I was missing your reviews. Glad to see you are back. When I serve steamer clams I take great pride in taking extra time to insure no sand or broken shells become part of the broth. But, as I hang my head in shame, I have unknowing served portions that some how had a shell in the broth. I do great serving what I call a no beach steamer bowl, no sand in my steamers.

I often wonder if there is a little seafood minion that goes around after seafood is plated and adds a dusting of shell.

Any how loving your reviews looking forward to more.

Patty
 
Great reviews! I love hearing the perspective of a "restaurant guy." It's so nice to hear such a positive review of Tony's. I have been steering clear of it as it doesn't seem to have very many fans on the boards... but perhaps it is time to give it a try.

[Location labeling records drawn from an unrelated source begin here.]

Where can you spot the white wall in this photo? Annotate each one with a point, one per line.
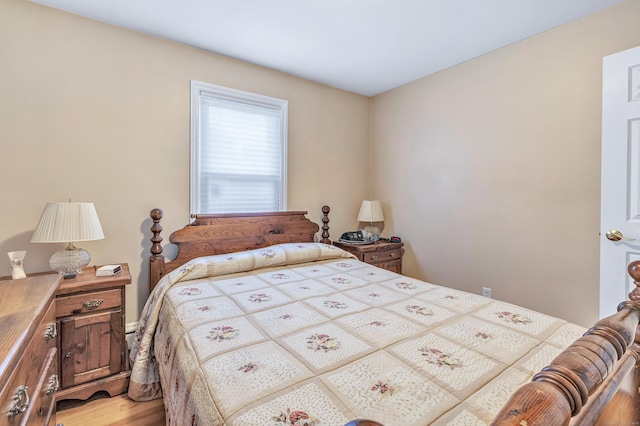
(490, 170)
(97, 113)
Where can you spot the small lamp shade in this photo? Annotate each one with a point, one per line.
(370, 211)
(68, 223)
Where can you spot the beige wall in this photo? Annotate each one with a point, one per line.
(490, 170)
(97, 113)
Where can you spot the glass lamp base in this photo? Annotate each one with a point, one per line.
(70, 261)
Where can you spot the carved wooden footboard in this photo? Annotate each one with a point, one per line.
(581, 386)
(594, 381)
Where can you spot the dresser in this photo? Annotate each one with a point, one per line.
(28, 373)
(383, 254)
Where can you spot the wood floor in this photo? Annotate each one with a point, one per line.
(103, 411)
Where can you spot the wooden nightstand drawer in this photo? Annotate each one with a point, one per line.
(93, 349)
(88, 302)
(381, 256)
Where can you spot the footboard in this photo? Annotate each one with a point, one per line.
(586, 377)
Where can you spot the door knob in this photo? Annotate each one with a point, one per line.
(615, 235)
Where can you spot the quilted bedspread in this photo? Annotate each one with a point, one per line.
(305, 334)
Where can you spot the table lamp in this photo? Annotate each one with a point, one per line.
(68, 223)
(371, 211)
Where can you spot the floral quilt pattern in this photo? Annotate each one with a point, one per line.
(306, 335)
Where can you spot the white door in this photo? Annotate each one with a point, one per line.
(620, 191)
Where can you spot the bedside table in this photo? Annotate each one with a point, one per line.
(382, 254)
(91, 338)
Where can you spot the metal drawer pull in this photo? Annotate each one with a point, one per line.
(51, 331)
(53, 385)
(20, 402)
(92, 304)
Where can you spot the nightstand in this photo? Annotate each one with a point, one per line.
(383, 254)
(91, 337)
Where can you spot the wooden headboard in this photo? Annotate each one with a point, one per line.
(211, 234)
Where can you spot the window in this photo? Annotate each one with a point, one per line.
(238, 151)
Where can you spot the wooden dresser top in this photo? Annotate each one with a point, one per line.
(23, 303)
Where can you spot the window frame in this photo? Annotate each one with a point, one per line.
(197, 89)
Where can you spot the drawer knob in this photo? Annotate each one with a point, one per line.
(92, 304)
(51, 331)
(53, 385)
(20, 401)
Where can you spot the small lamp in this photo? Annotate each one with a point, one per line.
(68, 223)
(371, 211)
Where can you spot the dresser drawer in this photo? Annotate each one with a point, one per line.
(88, 302)
(382, 256)
(21, 396)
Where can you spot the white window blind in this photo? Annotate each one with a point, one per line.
(238, 151)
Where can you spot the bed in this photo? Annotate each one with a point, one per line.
(256, 323)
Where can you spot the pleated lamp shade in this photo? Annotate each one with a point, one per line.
(370, 211)
(68, 223)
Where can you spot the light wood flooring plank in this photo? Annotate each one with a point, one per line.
(119, 410)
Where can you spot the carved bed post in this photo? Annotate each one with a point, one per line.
(561, 389)
(156, 260)
(325, 227)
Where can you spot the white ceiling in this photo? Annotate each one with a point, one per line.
(363, 46)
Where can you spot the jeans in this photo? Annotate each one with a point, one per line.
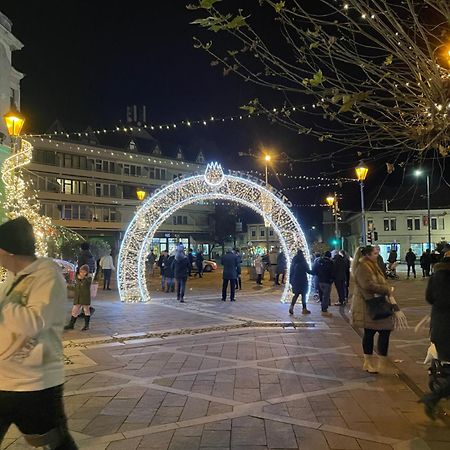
(181, 287)
(295, 298)
(324, 295)
(413, 267)
(341, 290)
(106, 278)
(232, 288)
(383, 341)
(37, 413)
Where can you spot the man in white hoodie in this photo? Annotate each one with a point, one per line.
(32, 307)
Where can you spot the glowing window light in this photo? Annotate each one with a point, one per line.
(212, 185)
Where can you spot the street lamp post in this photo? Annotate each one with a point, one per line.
(267, 159)
(418, 173)
(361, 173)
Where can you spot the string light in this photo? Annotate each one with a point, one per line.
(213, 184)
(18, 200)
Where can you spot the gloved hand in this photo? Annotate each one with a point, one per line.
(400, 321)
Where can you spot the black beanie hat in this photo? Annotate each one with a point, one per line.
(17, 237)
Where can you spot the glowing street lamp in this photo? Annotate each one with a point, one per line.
(14, 121)
(140, 194)
(361, 173)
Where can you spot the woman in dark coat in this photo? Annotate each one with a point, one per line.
(437, 295)
(299, 281)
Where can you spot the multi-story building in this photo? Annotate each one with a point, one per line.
(9, 86)
(92, 188)
(396, 229)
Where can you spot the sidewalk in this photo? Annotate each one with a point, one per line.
(210, 374)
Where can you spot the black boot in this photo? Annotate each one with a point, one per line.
(71, 324)
(87, 319)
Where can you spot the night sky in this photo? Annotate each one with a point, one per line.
(85, 61)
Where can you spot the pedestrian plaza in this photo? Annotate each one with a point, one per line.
(209, 374)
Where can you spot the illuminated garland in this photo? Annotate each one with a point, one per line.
(211, 185)
(18, 202)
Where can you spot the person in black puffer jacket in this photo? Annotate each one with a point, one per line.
(437, 295)
(323, 268)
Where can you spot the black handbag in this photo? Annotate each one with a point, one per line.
(379, 307)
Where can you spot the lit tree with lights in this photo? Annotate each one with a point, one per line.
(366, 74)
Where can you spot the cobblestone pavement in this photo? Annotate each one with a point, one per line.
(241, 375)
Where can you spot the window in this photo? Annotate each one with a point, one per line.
(393, 224)
(409, 223)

Keep those reviews coming. And congratulations on your engagement! :goodvibes
 
Hey! I was in Gatlinburg over Thanksgiving weekend, too! We were actually staying in a log cabin in Pigeon Forge- a big family reunion. But we all went to Gatlinburg to walk around the day after the turkey- it was actually the only day I was able to leave that cabin- I did a LOT of cooking while I was in Tennessee!! :faint:

You have sold me on Tony's- I'm putting it on my list for November- thanks! :goodvibes
 
Thanks for the update on Flying Fish. We ate there Thrusday and had a wonderful meal and great service. I had the cheese platter and scallops and banana Napolean...its was really yummy.